Lo sguardo libero

Terzo mandato? No grazie, l'alternanza è un pilastro della democrazia

Di Ernesto Vergani

Il potere sperimentato a lungo non lascia spazio al merito e riduce la trasparenza

Il presidente Usa non può ricevere più di due incarichi di quattro anni ciascuno

Sorprende che si discuta con tanti dubbi sulla possibilità del terzo mandato per i sindaci delle grandi città e per i presidenti delle Regioni, a partire da Luca Zaia e Vincenzo De Luca, appartenenti a schieramenti opposti, seppur eletti per la seconda volta alle ultime elezioni con il 77% dei voti il primo (Lega) e quasi il 70% il secondo (Pd).

È evidente che in democrazia vale il principio dell’alternanza. Basti guardare alla sua forma più avanzata, quella statunitense, che prevede il limite dei due mandati (quattro più quattro anni) per il presidente.  Anche i 14 anni a capo dello Stato di Sergio Mattarella non sono un bel segnale - ma la colpa in questo caso è stata del Parlamento che in sette anni non è stato in grado di trovare un accordo.

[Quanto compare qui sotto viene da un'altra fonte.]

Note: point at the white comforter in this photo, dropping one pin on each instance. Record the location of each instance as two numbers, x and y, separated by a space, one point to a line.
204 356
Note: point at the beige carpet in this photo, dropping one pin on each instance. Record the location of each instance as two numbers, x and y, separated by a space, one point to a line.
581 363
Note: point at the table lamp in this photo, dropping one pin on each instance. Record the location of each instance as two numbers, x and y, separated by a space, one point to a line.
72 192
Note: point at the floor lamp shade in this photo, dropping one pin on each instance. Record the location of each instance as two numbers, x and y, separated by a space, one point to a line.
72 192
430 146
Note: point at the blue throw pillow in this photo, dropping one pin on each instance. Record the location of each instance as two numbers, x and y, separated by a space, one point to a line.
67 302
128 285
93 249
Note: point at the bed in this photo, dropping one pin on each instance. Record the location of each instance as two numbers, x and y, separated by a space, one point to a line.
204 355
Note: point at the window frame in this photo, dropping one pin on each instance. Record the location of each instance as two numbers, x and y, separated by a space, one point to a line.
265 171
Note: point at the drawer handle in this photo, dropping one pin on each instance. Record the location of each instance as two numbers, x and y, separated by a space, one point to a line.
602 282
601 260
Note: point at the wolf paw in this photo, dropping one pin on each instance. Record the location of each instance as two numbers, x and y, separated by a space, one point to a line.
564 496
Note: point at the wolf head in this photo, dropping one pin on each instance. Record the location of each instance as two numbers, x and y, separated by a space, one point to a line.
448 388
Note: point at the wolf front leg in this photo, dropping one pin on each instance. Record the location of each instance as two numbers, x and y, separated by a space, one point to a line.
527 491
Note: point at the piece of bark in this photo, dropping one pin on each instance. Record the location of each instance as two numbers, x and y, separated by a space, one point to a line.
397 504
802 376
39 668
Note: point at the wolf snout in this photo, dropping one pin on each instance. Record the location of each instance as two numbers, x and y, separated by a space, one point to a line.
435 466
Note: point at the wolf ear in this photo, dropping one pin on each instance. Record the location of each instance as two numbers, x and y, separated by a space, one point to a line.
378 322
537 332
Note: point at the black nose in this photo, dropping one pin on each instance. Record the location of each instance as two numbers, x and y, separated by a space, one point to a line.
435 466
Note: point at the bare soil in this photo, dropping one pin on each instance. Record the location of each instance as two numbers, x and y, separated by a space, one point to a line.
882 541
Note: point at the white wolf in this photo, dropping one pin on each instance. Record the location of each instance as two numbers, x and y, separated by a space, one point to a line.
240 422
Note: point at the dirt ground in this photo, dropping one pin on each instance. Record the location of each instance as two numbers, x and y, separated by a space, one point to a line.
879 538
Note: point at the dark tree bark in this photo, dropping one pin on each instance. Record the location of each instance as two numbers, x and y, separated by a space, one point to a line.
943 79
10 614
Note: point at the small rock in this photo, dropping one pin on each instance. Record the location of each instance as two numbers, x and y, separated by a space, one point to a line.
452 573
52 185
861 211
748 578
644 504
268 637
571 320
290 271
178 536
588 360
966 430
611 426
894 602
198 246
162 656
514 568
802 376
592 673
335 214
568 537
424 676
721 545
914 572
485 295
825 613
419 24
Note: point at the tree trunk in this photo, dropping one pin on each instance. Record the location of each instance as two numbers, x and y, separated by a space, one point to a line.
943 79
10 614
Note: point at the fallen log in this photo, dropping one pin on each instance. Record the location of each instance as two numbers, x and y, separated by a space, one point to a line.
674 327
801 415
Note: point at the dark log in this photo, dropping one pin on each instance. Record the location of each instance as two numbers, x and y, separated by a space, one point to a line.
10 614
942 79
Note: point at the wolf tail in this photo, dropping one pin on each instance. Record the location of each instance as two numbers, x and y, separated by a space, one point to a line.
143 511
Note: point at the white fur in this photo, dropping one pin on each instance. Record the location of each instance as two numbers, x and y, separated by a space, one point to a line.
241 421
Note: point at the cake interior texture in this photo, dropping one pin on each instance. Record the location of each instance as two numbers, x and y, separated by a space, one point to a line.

Come ci ricorda Pericle - nell’Atene del V secolo è stato una volta per tutte detto tutto sulla democrazia - nelle cariche pubbliche deve essere preferito colui che si distingue non tanto per il suo partito quanto per il suo merito. Il potere vissuto a lungo genera luoghi di potere e interesse, fa male all’uomo di potere e a chi lo circonda. Non lascia spazio al merito e riduce la trasparenza in quanto ambito chiuso che gravita intorno al leader. La democrazia per estensione è l’individuo, il cittadino che delega un altro individuo a rappresentarlo in quella funzione. Così che le guide dei due schieramenti, Giorgia Meloni ed Elly Schlein, si candidino alle Europee di giugno, per poi non andare al Parlamento di Strasburgo, non farebbe bene.